In this work, we design eXponential Patch (xPatch for short), a novel dual-stream architecture that utilizes exponential decomposition. Inspired by the classical exponential smoothing approaches, xPatch introduces the innovative seasonal-trend exponential decomposition module. Additionally, we propose a dual-flow architecture that consists of an MLP-based linear stream and a CNN-based non-linear stream. This model investigates the benefits of employing patching and channel-independence techniques within a non-transformer model. Finally, we develop a robust arctangent loss function and a sigmoid learning rate adjustment scheme, which prevent overfitting and boost forecasting performance.
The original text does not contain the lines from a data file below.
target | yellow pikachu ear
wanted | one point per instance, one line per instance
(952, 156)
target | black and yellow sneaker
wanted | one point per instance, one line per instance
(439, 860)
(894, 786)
Subeen Lee, Jiyeon Han, Soyeon Kim and Jaesik Choi

This study proposes a novel approach for generating diverse rare samples from high-resolution image datasets with pretrained GANs. Our method employs gradient-based optimization of latent vectors within a multi-objective framework and utilizes normalizing flows for density estimation on the feature space. This enables the generation of diverse rare images, with controllable parameters for rarity, diversity, and similarity to a reference image. We demonstrate the effectiveness of our approach both qualitatively and quantitatively across various datasets and GANs without retraining or fine-tuning the pretrained GANs.

Cheongwoong Kang and Jaesik Choi

We hypothesize that relying heavily on simple co-occurrence statistics of the pre-training corpora is one of the main factors that cause factual errors. Our results reveal that LLMs are vulnerable to the co-occurrence bias, defined as preferring frequently co-occurred words over the correct answer. Consequently, LLMs struggle to recall facts whose subject and object rarely co-occur in the pre-training dataset although they are seen during finetuning.

Kyowoon Lee*, Seongun Kim* and Jaesik Choi

We propose a method to refine unreliable plans generated by diffusion-based planners for long-horizon tasks. We introduce a “restoration gap” metric to guide and improve these plans and uses an attribution map regularizer to prevent adversarial guidance. The approach is validated on benchmarks and enhances explainability by highlighting error-prone transitions in the generated plans.

Soyeon Kim, Junho Choi, Yeji Choi, Subeen Lee, Artyom Stitsyuk, Minkyoung Park, Seongyeop Jeong, Youhyun baek and Jaesik Choi

As machine learning (ML) becomes more prevalent in meteorological decision-making, user-centered explainable artificial intelligence (XAI) studies have yet to extend into this domain. This study identifies three key requirements for explaining black-box models in meteorology: model bias in different rainfall scenarios, model reasoning, and output confidence. Appropriate XAI methods are mapped to these requirements and evaluated both quantitatively and qualitatively. The results show that intuitive explanations improve decision-making utility and user trust, highlighting the need for user-centered XAI to enhance the usability of AI systems in practice.

Giyoung Jeon, Haedong Jeong and Jaesik Choi

In this paper, we tackle this issue by estimating the distribution of the possible attributions according to the integrating path selection. We show that such noisy attribution can be reduced by aggregating attributions from the multiple paths instead of using a single path. Using multiple input attributions obtained from randomized path, we propose a novel attribution measure using the distribution of attributions at each input features.